Policjanci będą odpowiedzialni za wszystko, od obserwacji pasażerów unikających opłat za bilety, po zapobieganie przemocy i kradzieży.
Grupa ta przejdzie 6-miesięczne szkolenie. Pracę na stacjach rozpocznie przyszłej wiosny.
Tymczasem CTA zatrudnia na pół etatu innych policjantów i ochraniarzy z prywatnych firm.
Prezes CTA, Forrest Claypool, uważa, że decyzja o skierowaniu na stacje dodatkowych policjantów przyniesie lepsze skutki z tej prostej przyczyny, że będą to ludzie, którzy „wierzą w swoją misję, są ekspertami w tym, co robią i każdego dnia zdobywają większe doświadczenie”.

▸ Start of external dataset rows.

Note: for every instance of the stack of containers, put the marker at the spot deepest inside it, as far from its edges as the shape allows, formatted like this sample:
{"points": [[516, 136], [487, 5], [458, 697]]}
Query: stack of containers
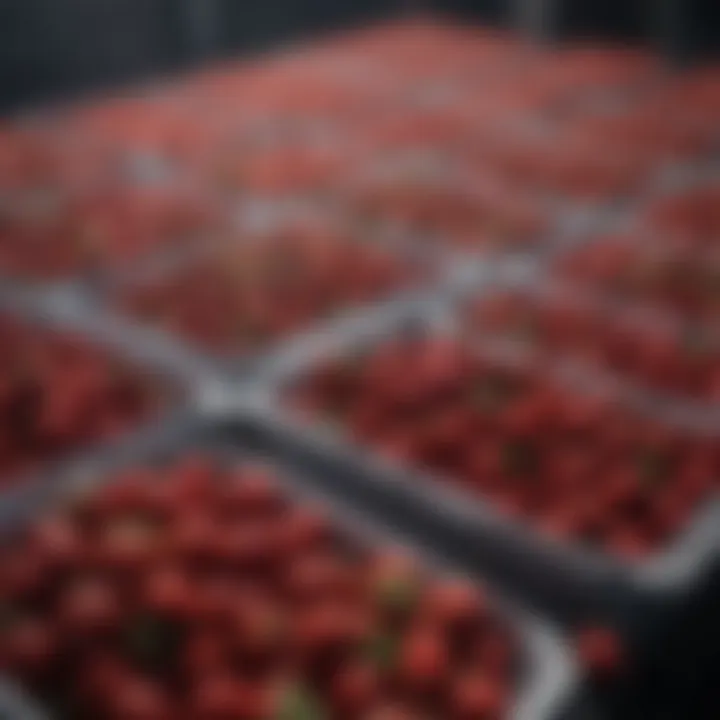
{"points": [[456, 290]]}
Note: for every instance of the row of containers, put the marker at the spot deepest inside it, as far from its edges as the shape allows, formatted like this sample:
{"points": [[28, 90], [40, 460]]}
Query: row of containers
{"points": [[318, 426], [585, 499]]}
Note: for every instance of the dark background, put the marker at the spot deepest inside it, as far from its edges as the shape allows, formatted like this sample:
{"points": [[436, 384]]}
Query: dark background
{"points": [[58, 48]]}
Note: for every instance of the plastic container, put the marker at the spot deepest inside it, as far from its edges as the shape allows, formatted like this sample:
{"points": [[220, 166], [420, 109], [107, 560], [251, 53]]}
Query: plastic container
{"points": [[566, 580]]}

Na początku czerwca seria ataków w okolicy Gold Coast i Streeterville skłoniła szefa policji, Garry´ego McCarthy, do skierowania niektórych policjantów do pracy na stacjach kolejek CTA i w innych punktach miasta. Część z nich pracowała w cywilnych ubraniach.
Burmistrz Rahm Emanuel powiedział, że rezultaty ich pracy okazały się tak obiecujące, że zwrócił się do Claypoola o zatrudnienie dodatkowych 50 oficerów do patrolowania całego systemu.